Moonlight caught in his hair, along the sharp planes of his face, turning him into a statue carved from fury.

Then he turned to me.

“Get in the car,” he said flatly. “We’re not done.”

Panic flared hot in my gut.

I opened my mouth—tried to ask where, tried to plead, to explain—but he cut me off without looking back.

“You’re mute, not deaf,” he said coldly. “You heard the doctor. No more forcing words until she examines you tomorrow.”

The reprimand stung. But beneath it—buried deep—was something else. Not kindness. Something sharper. Something almost like... concern.

I swallowed. My throat burned, but the pain was less now. Dull instead of blinding. Manageable.

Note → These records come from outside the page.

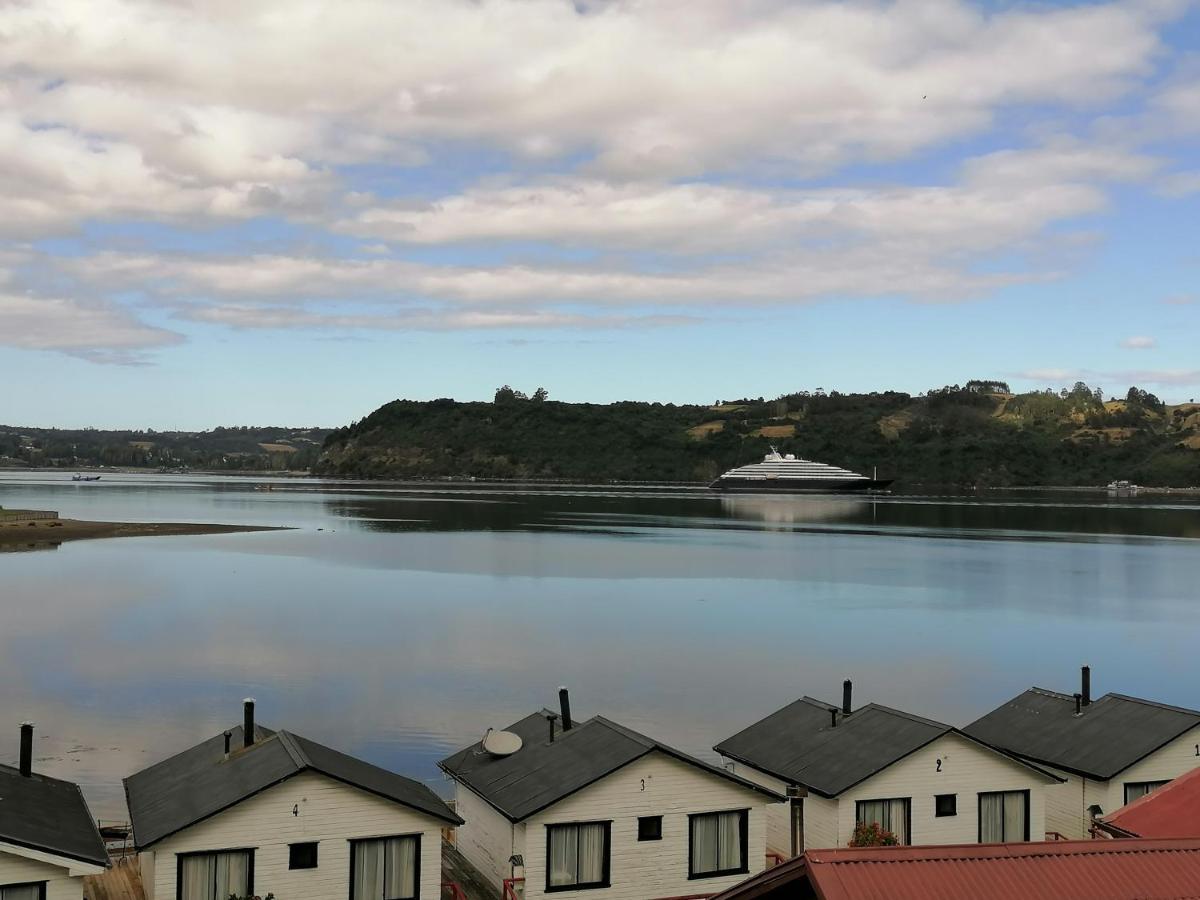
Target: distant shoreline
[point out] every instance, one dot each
(57, 531)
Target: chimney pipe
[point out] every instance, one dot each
(247, 725)
(27, 749)
(564, 703)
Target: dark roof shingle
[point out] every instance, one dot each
(543, 772)
(199, 783)
(1113, 733)
(49, 815)
(799, 744)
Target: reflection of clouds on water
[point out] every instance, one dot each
(798, 509)
(687, 618)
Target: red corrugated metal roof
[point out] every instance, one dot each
(1054, 870)
(1170, 811)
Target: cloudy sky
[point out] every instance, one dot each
(223, 211)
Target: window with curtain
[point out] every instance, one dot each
(1140, 789)
(577, 856)
(1003, 816)
(23, 892)
(385, 868)
(718, 844)
(892, 815)
(215, 876)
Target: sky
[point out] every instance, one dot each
(219, 213)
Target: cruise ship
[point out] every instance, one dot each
(790, 474)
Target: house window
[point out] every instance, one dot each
(1003, 816)
(215, 876)
(892, 815)
(1140, 789)
(35, 891)
(718, 844)
(385, 868)
(577, 856)
(303, 856)
(946, 804)
(649, 828)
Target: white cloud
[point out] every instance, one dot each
(232, 94)
(100, 333)
(1139, 342)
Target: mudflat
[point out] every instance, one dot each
(73, 529)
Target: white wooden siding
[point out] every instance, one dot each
(486, 839)
(60, 886)
(820, 822)
(1067, 804)
(643, 870)
(967, 769)
(779, 822)
(329, 813)
(1168, 762)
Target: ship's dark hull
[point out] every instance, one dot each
(799, 485)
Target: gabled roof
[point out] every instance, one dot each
(1051, 870)
(199, 783)
(1111, 735)
(48, 815)
(799, 744)
(543, 772)
(1170, 811)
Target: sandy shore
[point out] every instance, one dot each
(57, 531)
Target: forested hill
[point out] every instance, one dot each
(975, 435)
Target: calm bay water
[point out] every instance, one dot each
(399, 623)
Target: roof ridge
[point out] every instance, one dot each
(1055, 695)
(904, 714)
(294, 750)
(1151, 703)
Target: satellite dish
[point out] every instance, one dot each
(502, 743)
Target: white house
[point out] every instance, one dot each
(594, 807)
(48, 840)
(257, 811)
(1108, 753)
(923, 780)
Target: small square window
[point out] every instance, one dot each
(303, 856)
(649, 828)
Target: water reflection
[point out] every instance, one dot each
(399, 623)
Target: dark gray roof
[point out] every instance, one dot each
(1111, 735)
(199, 783)
(799, 744)
(45, 814)
(543, 772)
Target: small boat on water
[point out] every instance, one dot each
(790, 474)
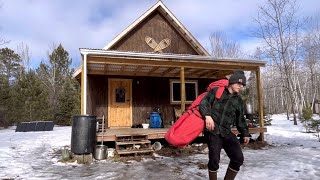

“A... actually...” I forced out, voice cracking like glass under pressure. “I... I’m... d-deaf too.”

He stopped.

Turned.

Stared at me as if I’d just spoken in another language.

For a heartbeat, there was no rage. Just disbelief.

“My son made me marry a beautiful deaf-and-mute woman,” he muttered, more to himself than to me. His brow furrowed as if the sheer absurdity of it had only just landed. “Unbelievable.”

I took a breath—shallow, careful—and pushed again, each word scraping raw flesh.

“Di... vorce me.”

The word tasted like blood and fear.

His lips curved—not in a smile, but something colder. Humorless.

“No.”

He clenched his fist at his side and looked up at the moon instead of at me, as though my request offended the universe itself.

“The only thing that will separate you from me,” he said quietly, “is death.”

My stomach dropped.

“I... n-need...” I pressed two fingers lightly to my throat, willing it to hold together. “I need... to be married to Harris... b-before I can claim... my-my-my inheritance.”

That got his attention.

“You forgot that when you pointed at me on the altar?” His gaze snapped back to mine—fierce, blazing, an electric blue lit from within by fury. “You chose this.”

“I wasn’t... thinking.”

Pain speared through my throat without warning. I winced, breath hitching, fingers digging into the side of my neck as if I could physically hold myself together.

He stepped closer.

Too close.

“You seem perfectly capable of speaking now,” he said softly, dangerously. “My beautiful deaf-and-mute wife.”